李 瑩,李雨衡
(1.云南民族大學 體育學院, 云南 昆明 650031;2.云南師范大學 體育學院, 云南 昆明 650031)
?
元明清時期西南土司府衙中的貴族體育研究
李 瑩1,李雨衡2
(1.云南民族大學 體育學院, 云南 昆明 650031;2.云南師范大學 體育學院, 云南 昆明 650031)
土司府衙(宣撫使)即是土司統治集團,又是各少數民族最高統治者的土司貴族,該集體擁有超社會權力,控制著土司區的全部資源,從而獲得了至高無上的地位,可稱為邊疆的“土皇帝”。各族土司統治者特權膨脹,為彰顯其尊貴身份,凡事都講求獨具一格、高人一等。土司統治者一貫張揚不拘的貴族作風在進行體育活動時也突顯了排他性和獨享性,因此府衙中土司貴族體育由此產生。
土司府衙;貴族體育;土司體育
土司府衙(宣撫使)既是土司統治集團,又是各少數民族最高統治者的土司貴族,該集團擁有超高社會權力,控制著土司區的全部資源,從而獲得了至高無上的地位,可稱為邊疆的“土皇帝”。各族土司統治者特權膨脹,為彰顯其尊貴身份,凡事都講求獨具一格、高人一等。在加上土司經濟的高度集中,催生了“土司貴族體育”, 且獨領風騷,備受土司貴族的大力追捧。那何為“土司貴族體育”呢,府衙中的土司貴族體育特指:土司統治者為一己私利,強行霸占、獨享民間體育或進行奢靡無度的體育活動,主要是滿足土司的精神需求和享樂目的。包含傣族土司創新的傣戲、土家族土司借鑒宮廷體育進行的捶丸運動、被土司強行獨占的捕魚、狩獵活動或具有土司禮教作用的角抵、投壺、禮射等運動,土司統治者一貫張揚不拘的貴族作風在進行體育活動時,也突顯了排他性和獨享性。
1.1 傣戲
1.1.1 傣戲的歸屬問題
干崖傣族土司——刀安仁以“傣族武術”為原型,以祭祀先祖為原始內容,首創了傣戲。但筆者首要問題是要辨析 “傣戲”是否屬于體育范疇,要弄清這一問題我們應從民族體育與民族藝術的起源關系談起。

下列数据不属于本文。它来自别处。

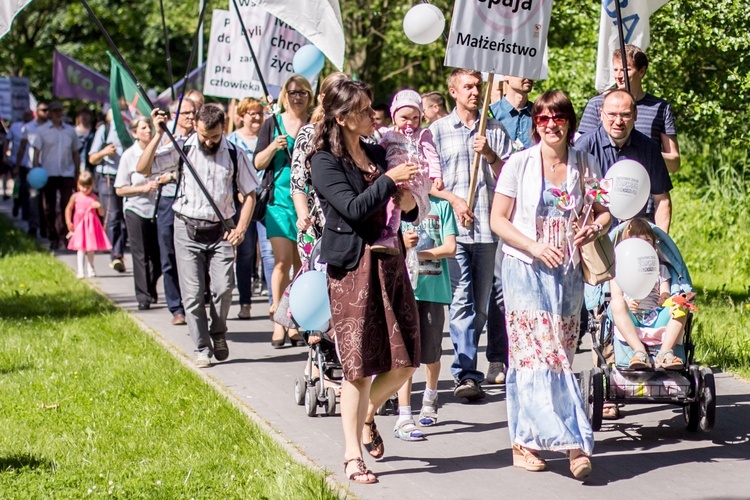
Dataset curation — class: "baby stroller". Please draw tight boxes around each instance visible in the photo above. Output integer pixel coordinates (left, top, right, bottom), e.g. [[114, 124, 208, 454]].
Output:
[[289, 240, 344, 417], [579, 223, 716, 432]]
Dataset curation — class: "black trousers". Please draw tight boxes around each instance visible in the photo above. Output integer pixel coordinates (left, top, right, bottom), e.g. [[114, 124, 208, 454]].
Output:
[[125, 210, 161, 305]]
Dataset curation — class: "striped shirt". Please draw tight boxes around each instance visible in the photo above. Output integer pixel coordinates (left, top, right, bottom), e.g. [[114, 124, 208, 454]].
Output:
[[430, 109, 513, 244]]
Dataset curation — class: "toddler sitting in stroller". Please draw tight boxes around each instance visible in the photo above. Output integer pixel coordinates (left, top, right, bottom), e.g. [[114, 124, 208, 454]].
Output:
[[610, 219, 687, 370]]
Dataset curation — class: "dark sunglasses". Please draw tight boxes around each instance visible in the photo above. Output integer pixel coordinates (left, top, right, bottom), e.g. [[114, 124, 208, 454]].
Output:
[[534, 115, 568, 127]]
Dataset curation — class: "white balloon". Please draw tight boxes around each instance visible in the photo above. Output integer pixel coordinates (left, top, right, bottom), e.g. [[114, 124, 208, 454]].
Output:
[[404, 3, 445, 45], [615, 238, 659, 300], [604, 160, 651, 220]]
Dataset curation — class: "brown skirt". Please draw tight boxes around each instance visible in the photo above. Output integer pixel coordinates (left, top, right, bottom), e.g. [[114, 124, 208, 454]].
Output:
[[328, 245, 420, 380]]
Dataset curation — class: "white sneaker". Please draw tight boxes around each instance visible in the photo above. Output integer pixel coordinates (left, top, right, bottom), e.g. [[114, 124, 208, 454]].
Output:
[[195, 351, 211, 368]]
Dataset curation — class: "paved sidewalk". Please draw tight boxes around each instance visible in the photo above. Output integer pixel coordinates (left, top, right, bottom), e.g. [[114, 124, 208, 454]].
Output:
[[0, 197, 750, 499]]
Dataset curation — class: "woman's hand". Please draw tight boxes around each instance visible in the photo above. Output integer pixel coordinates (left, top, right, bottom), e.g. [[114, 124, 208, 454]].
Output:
[[529, 241, 565, 269], [573, 224, 601, 248], [404, 230, 419, 250], [393, 188, 417, 212], [385, 163, 419, 184]]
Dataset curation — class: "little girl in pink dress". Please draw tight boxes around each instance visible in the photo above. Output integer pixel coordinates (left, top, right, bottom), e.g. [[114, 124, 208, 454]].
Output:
[[65, 171, 112, 279], [370, 89, 443, 254]]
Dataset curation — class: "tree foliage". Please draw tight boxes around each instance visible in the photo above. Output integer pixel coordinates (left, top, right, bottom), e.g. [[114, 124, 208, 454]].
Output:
[[0, 0, 750, 145]]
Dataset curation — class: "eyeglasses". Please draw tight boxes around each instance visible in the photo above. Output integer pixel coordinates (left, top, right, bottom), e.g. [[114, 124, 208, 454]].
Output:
[[534, 115, 568, 127], [602, 110, 633, 122]]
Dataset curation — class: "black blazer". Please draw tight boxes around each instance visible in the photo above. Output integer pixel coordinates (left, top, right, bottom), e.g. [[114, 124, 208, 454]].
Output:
[[310, 142, 418, 269]]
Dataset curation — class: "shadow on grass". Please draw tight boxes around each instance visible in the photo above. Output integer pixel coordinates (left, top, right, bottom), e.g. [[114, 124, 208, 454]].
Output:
[[0, 289, 116, 320], [0, 453, 53, 472]]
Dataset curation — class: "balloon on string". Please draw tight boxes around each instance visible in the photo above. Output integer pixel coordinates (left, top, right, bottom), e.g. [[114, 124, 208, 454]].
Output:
[[289, 271, 331, 331], [404, 3, 445, 45], [292, 44, 326, 80], [604, 160, 651, 220], [26, 167, 48, 189], [615, 237, 659, 300]]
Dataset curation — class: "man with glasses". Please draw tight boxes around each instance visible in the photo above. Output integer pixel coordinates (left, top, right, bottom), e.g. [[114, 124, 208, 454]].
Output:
[[430, 69, 513, 400], [578, 45, 680, 173], [89, 109, 128, 273], [576, 89, 672, 232]]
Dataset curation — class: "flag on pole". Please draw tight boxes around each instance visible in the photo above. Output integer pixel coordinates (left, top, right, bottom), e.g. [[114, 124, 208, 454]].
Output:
[[0, 0, 31, 38], [254, 0, 346, 71], [107, 52, 151, 148], [594, 0, 669, 92]]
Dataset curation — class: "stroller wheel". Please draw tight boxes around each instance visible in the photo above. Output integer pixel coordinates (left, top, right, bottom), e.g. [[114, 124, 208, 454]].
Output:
[[305, 386, 318, 417], [326, 387, 336, 415], [294, 377, 307, 406]]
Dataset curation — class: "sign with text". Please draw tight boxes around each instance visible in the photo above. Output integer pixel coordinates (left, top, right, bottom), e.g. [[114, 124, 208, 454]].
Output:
[[203, 9, 263, 99], [52, 51, 109, 102], [229, 0, 310, 86], [445, 0, 552, 80]]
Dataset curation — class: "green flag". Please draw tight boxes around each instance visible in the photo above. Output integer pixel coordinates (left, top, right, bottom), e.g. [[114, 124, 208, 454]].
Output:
[[107, 52, 151, 149]]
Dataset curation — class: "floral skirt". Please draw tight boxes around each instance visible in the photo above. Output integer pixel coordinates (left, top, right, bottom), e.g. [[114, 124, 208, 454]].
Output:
[[503, 255, 594, 455], [328, 246, 421, 380]]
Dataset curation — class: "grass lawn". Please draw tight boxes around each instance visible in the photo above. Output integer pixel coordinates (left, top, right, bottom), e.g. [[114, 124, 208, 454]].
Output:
[[0, 217, 338, 499]]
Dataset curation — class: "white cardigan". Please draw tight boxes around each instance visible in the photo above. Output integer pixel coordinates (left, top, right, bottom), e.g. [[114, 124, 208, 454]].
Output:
[[495, 144, 602, 265]]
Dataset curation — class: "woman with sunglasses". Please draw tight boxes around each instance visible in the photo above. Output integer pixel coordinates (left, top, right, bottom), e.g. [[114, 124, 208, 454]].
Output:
[[491, 91, 610, 479], [255, 75, 314, 348]]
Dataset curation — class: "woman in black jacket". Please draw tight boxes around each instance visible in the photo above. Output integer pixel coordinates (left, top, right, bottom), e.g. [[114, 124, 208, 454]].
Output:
[[311, 81, 420, 483]]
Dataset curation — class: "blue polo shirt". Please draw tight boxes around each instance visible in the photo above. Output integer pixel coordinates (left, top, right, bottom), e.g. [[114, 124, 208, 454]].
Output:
[[490, 97, 534, 151]]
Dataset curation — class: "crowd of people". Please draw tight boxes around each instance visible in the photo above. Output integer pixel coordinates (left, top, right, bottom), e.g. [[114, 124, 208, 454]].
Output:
[[3, 46, 684, 483]]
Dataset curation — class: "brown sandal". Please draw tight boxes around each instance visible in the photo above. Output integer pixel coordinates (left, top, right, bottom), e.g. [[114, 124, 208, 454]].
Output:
[[568, 450, 591, 479], [513, 443, 547, 472], [362, 420, 385, 458], [344, 457, 378, 484]]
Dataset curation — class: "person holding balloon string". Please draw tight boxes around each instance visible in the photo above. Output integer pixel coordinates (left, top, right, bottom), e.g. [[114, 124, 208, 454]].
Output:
[[491, 91, 610, 479], [303, 80, 421, 484], [610, 218, 687, 370]]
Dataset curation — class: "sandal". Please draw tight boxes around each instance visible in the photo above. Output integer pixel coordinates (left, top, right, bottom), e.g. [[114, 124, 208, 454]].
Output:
[[513, 443, 547, 472], [568, 450, 591, 479], [602, 403, 622, 420], [344, 458, 378, 484], [362, 420, 385, 458], [393, 419, 424, 441], [628, 351, 651, 370], [654, 349, 685, 370]]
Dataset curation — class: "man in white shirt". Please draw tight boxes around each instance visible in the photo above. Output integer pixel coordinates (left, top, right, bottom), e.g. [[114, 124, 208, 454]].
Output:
[[31, 101, 81, 251], [136, 104, 259, 367]]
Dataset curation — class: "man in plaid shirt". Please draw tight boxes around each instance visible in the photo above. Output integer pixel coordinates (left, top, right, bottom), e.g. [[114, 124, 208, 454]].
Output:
[[430, 69, 513, 401]]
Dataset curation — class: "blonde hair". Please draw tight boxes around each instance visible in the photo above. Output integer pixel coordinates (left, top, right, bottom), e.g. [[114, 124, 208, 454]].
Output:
[[310, 71, 350, 123], [78, 170, 94, 187], [279, 75, 314, 114]]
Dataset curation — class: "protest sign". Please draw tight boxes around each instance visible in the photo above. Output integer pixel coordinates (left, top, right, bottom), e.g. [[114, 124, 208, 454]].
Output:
[[0, 77, 30, 121], [229, 0, 310, 86], [52, 51, 109, 102], [203, 9, 263, 99], [594, 0, 669, 92], [445, 0, 552, 80]]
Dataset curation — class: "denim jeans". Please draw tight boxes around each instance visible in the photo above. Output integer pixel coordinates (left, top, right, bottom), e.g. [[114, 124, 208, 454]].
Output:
[[487, 243, 508, 366], [156, 196, 185, 314], [448, 243, 497, 382], [174, 217, 234, 355]]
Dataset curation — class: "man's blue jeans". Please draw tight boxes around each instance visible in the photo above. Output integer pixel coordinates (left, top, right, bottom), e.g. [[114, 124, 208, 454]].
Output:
[[448, 243, 497, 382]]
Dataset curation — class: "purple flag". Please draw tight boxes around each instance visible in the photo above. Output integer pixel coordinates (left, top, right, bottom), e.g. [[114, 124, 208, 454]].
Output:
[[52, 51, 109, 102]]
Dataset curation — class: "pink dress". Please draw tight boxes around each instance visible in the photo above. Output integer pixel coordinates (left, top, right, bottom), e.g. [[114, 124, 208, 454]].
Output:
[[68, 192, 112, 252]]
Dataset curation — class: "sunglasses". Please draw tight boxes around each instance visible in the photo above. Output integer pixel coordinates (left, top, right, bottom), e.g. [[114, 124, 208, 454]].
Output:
[[534, 115, 568, 127]]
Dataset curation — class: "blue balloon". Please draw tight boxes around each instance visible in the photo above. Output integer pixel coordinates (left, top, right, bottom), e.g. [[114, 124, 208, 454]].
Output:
[[289, 271, 331, 332], [26, 167, 48, 189], [292, 45, 326, 80]]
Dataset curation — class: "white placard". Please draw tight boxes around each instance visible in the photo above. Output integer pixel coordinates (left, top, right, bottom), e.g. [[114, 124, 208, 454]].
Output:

首先,我國古代以體育、雜技、舞蹈、藝術為表現形式的文化構體中,都以身體運動為表現主體[1]。古時由于土司社會發展的制約與生存環境的限制,社會發展稍微滯后,這種社會狀況制約了民族舞蹈與民族體育的演進程度,使兩者交融在一起并保持著親密的關系。原始民族舞蹈與民族體育活動結緣很近,并沒有明顯區別。人們以身體的活動方式來強身健體或展現藝術之美,兩者之間存在著千絲萬縷的“親緣”關系。例如,許多民族體育項目與藝術都有重合,孔雀舞、阿細跳月等民族健身操項目與舞蹈、音樂、藝術都存在交融現象。但從現今體育學科的研究角度來看,民族健身操項目歸屬于民族體育之列。以此為例,傣戲承襲了傣族武術的身體活動,那么把傣戲歸為體育范疇也在情理之中。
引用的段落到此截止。